My style is to write what I feel, and some of what I'm doing is good, I think, but off-topic. Hence, this post.

Epilogue
For a minute it seemed like we might be branching out of the mean zero-sum game of traditional politics, like we could break the old muscle game, the turf wars, the whole 51% shuffle, everyone fighting over the same endorsements, the same TV show slots, the same pool of "likely voters." It felt like we really might grow our way to victory, take the prize simply by doing the right thing and widening the circle of participation.

Implicit in this vision was that if we went all the way, this is how the Dean Administration would be run as well. It represented the idea of a complete recapitulation of the Bush/Cheney gestalt -- not just a reversal on policy, but on the means and modes of governance as well. We dreamed of building an inclusive and transparent movement that could not only win elections, but also support a true national consensus; of the re-emergence of that classic standard of democracy, the Public Interest.

It was happening, and I believed -- still believe -- it would have kept happening if we'd made it past Iowa.

But we got beat on the ground by a stronger machine. Kerry came back from the brink with an incredible close -- his vietnam buddies, coming in via helicopter -- and his organization made an 11th-hour alliance with Gov.. Tom Vilsack which really sealed the deal. A caucus is a complicated thing. Not many people show up, and it's not at all like voting. Vilsack's machine was strong and deep, and they made the most of the situation, easily besting our inexperienced, outnumbered, and largely out-of-state operation.

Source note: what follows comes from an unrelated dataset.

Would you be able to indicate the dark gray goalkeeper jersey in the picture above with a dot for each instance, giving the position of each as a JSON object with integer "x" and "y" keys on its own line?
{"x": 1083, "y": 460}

That alone would have been a crippling setback, but we also got beat like a gong on the air. The ad strategy had been off-target in the closing weeks of 2003, and the hostile media environment was taking a toll, and then there was the post-Caucus concession speech, aka "the scream."

The scream ranks right up there with Colin Powell's UN hustle as one of the great specific moments of failure for our media and press. It was but moment, but one that will go down in any honest history as the apotheosis of sound-bytes.

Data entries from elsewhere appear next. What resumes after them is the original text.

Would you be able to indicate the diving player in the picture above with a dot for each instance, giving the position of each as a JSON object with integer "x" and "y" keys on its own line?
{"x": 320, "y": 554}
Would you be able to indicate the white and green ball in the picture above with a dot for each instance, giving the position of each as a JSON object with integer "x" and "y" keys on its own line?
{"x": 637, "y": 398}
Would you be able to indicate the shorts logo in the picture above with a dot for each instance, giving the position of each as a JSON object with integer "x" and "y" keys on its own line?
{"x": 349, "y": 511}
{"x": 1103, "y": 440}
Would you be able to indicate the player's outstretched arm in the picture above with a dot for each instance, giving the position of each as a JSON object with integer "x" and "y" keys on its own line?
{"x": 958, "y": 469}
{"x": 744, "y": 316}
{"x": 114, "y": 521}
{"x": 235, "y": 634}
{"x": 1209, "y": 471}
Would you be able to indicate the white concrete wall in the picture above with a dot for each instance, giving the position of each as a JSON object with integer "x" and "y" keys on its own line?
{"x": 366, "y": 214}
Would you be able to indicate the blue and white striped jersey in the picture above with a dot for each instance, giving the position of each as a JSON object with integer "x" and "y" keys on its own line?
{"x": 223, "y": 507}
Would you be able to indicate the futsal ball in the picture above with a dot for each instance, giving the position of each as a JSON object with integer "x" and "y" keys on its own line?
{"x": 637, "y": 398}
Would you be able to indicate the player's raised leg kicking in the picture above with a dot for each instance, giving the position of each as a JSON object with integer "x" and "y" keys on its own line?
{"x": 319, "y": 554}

Think of it. There are no words, just a sound. "YEAAAA!" Over and over and over, just that sound.

Of course, it was taken out of context. It was essentially a live moment, a real interaction between the man on the stage and the people in the room. Footage from the crowd which surfaced after the fact shows that from the audience you could barely hear the man talk, let alone pick out a scream.

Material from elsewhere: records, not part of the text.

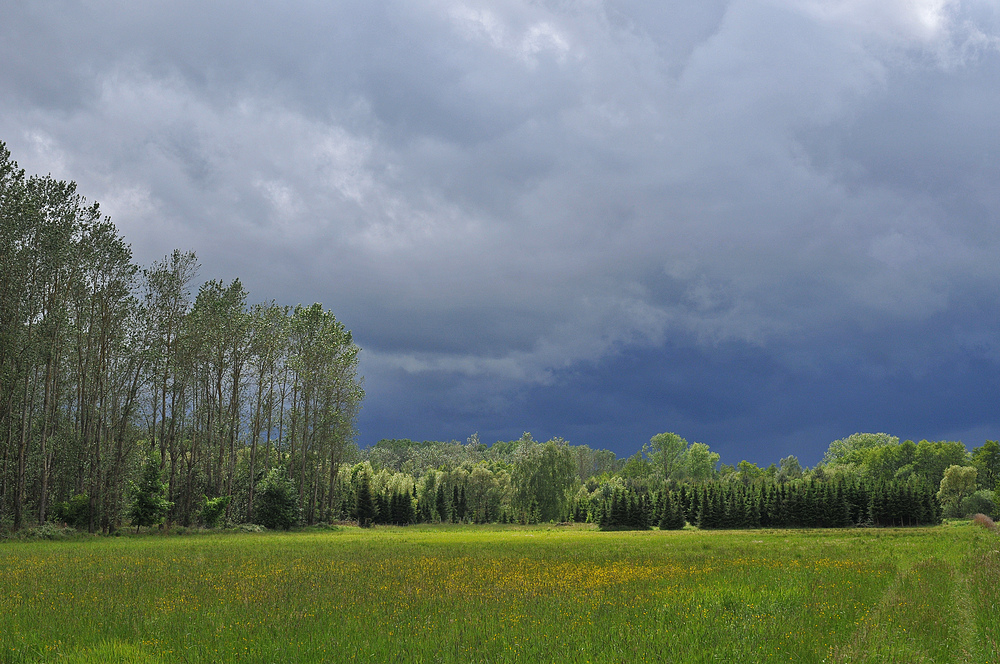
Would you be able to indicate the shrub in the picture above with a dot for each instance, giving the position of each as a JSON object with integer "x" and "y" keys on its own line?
{"x": 984, "y": 521}
{"x": 74, "y": 512}
{"x": 212, "y": 510}
{"x": 981, "y": 502}
{"x": 277, "y": 502}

Whether it was out of context or not, the scream fit perfectly into every negative narrative. Drudge posted an audio clip before any story was written. He knew. Reporters at the scene didn't think there was a story, but savvy observers watching via television could see. Drudge put it up, and that made it news, and that byte of sound was repeated hundreds of times across every major news outlet over the next week.

These days, and increasingly now, you have a better chance of pushing back against manipulation like this, with your own footage if you've got it. Think "Macacca" if you need an instance of how things have changed. But in this moment as in many, we were a bit ahead of the times. There was literally no defense, and given those were the rules of the game at the time, from a brass-tacks point of view, we deserved to lose.

And so, in New Hampshire, where we actually grew the kind of authentic grassroots ground organization that could have contended in a caucus -- and which, I can add with pride, held together and has elected a couple of members of congress of late -- there was a primary. There was a general uncomplicated vote for which most rank and file Democrats showed up to participate, and we finished second, and then we lost.

Responses

It's Tom Vilsack who's the governor of Iowa.

To paraphrase the wine cooler guys from TV when I was a kid: thank you for your [editorial] support.

I just kept thinking Iowa had an ex-KGB operative for a governor.